The ever-increasing emphasis on the safety of the races is also reflected in the more reverent approach of the TV broadcast management to serious accidents. The accidents of Roberto Kubica and Felipe Massa in 2006 and 2009 were replayed before the medics announced the drivers’ condition and showed their recovery live. Since the 1990s, it has been waiting until it is clear that all participants are in order. Even this is not enough for some drivers: Sebastian Vettel, for example, criticized in 2020 how many times the management repeated Romain Grosjean’s scary crash. “I know people like to watch crashes and fires because it’s exciting. But when you’re sitting in that car, it’s not so exciting.”

Their first season showed that the halo is not useless: at the start of the 2018 Belgian Grand Prix, the titanium frame prevented the chassis of Nico Hülkenberg’s flying car from hitting Charles Leclerc’s head. In subsequent years, the halo helped to survive the serious crashes of Romain Grosjean and Kuan-yu Chou without major damage. They both agreed that without the halo they would be dead.

‘It would have to be really bad luck’

Even in the halo era, however, it is dying in the highest formula categories. In the 2019 Formula 2 race, again in Belgium, Juan Manuel Correa drives at a speed of 218 kilometers per hour into the car of Antoine Hubert, who bounced off the barriers into the path of others after the accident. Correa breaks his legs and misses more than two seasons, Hubert is pronounced dead 90 minutes after the accident.

Similar vertical impacts of a fast-moving car to the side of a crashed car are dangerous by definition: the large kinetic energy in them is aimed directly at the cockpit in a place where no deformation zone can absorb it.
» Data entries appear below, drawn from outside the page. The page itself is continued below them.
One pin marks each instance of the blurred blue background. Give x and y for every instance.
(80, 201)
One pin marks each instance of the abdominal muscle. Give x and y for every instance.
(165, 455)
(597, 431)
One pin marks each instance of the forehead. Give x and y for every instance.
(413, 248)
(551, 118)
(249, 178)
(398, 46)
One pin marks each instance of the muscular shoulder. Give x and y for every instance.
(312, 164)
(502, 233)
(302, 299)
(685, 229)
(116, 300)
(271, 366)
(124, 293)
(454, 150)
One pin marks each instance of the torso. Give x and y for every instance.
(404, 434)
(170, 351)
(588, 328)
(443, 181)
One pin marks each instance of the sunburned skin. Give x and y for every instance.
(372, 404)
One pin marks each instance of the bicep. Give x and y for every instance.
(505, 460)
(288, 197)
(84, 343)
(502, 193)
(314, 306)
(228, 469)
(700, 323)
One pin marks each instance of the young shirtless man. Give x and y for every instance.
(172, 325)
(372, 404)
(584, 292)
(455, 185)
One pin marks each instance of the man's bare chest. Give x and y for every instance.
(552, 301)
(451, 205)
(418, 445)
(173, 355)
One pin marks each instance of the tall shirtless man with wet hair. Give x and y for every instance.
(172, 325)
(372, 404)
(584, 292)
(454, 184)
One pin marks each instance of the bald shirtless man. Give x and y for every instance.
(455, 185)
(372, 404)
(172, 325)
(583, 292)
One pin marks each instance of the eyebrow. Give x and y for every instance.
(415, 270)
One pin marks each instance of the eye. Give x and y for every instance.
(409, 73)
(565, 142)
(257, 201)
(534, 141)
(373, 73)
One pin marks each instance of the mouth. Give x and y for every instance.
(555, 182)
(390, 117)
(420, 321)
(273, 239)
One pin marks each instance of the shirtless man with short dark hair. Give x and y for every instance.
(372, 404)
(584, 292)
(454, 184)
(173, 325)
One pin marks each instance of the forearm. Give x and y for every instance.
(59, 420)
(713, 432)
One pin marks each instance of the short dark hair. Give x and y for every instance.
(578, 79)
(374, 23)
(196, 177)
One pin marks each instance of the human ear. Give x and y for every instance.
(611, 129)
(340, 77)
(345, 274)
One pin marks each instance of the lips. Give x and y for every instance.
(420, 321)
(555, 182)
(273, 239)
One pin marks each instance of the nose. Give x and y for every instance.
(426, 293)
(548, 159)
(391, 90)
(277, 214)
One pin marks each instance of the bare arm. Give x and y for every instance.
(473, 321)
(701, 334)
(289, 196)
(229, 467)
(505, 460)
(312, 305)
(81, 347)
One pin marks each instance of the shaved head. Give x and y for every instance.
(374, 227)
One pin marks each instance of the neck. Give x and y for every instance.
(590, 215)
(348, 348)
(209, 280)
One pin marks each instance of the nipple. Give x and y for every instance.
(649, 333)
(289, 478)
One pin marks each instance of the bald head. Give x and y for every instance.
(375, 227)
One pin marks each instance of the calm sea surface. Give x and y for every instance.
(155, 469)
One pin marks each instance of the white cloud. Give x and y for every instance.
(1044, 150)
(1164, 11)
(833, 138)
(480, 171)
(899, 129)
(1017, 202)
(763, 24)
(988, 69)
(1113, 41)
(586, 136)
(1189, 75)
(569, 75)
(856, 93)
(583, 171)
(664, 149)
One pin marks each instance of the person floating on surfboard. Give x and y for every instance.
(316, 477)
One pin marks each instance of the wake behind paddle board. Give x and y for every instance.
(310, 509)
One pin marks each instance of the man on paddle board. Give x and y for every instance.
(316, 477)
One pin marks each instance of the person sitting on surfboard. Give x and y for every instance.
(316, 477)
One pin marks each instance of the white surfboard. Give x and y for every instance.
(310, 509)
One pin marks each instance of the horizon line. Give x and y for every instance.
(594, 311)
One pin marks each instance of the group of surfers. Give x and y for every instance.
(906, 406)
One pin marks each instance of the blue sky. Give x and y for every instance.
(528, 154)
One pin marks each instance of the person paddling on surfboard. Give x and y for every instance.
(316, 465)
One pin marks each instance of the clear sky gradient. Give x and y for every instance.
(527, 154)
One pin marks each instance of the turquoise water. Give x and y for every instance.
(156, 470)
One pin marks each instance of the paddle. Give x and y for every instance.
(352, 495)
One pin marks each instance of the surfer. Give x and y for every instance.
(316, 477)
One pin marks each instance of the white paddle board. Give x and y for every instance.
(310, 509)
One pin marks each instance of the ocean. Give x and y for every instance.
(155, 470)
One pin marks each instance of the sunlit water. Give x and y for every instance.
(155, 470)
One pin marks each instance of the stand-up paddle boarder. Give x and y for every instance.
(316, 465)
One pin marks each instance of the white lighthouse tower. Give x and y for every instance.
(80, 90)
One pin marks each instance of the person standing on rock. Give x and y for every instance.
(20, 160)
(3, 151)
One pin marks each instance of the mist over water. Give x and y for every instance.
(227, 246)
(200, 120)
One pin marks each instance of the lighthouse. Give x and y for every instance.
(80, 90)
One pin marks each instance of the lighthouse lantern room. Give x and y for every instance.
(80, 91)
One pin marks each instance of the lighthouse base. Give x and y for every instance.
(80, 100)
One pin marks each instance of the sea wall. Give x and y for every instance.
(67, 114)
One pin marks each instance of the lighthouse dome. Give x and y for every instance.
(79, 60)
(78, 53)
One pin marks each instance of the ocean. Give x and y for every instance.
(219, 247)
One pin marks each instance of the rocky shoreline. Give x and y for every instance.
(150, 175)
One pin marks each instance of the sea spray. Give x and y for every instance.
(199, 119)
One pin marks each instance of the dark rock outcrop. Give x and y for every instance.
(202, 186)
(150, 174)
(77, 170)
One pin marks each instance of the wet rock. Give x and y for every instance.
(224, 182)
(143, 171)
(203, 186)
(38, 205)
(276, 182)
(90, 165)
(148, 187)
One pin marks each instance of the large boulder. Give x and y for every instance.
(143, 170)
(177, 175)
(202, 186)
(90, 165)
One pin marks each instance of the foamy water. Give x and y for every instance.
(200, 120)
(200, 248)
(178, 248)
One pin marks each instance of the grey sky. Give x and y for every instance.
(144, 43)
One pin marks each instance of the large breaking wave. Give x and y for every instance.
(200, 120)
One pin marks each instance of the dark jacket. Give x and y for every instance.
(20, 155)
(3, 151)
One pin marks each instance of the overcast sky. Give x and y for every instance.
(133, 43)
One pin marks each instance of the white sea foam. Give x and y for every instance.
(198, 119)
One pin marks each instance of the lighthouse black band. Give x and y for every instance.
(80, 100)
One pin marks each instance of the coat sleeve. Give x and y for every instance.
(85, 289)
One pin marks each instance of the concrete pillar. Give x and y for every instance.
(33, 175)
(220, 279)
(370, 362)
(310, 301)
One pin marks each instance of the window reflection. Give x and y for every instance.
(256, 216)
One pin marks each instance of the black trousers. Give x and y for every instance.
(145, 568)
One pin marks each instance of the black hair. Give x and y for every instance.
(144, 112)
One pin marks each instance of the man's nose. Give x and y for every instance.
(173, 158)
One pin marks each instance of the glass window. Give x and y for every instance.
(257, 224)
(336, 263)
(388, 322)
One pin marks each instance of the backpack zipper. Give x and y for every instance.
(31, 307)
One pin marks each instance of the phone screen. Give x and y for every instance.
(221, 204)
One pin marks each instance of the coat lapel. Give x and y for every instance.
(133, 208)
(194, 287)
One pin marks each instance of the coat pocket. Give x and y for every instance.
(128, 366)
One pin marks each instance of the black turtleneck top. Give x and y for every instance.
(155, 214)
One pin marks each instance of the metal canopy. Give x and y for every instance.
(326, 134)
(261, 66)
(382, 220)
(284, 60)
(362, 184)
And they are also difficult to avoid: it only takes a few seconds for the marshals to display the warning yellow flags and for the other drivers to slow down because of the yellow flags, but in the meantime the fast cars cover several hundred meters. The rider in the crashed car is at the mercy of fate for a while.

Would it automatically stop the cars in front of them remotely in the event of a collision? “That’s unrealistic,” replies David Prouza from Radiožurnál Sport. “If the drivers weren’t in control of the cars, it could do more harm than good,” he explains. And it immediately reminds that the F1 series has come a long way since the last tragic accidents. “Sometimes it seems to me that there is no safer car than a Formula 1 single-seater. The drivers are much safer in them than, for example, rally pilots. An unfortunate interplay of several circumstances would have to happen for the rider to find himself in greater danger.”

Those who avoid such bad luck can then take a look at the record of the French-Brazilian driver Herman da Silva Ramos, the still living memory of the 1956 French Grand Prix: 68 years have already passed since his last racing weekend in July.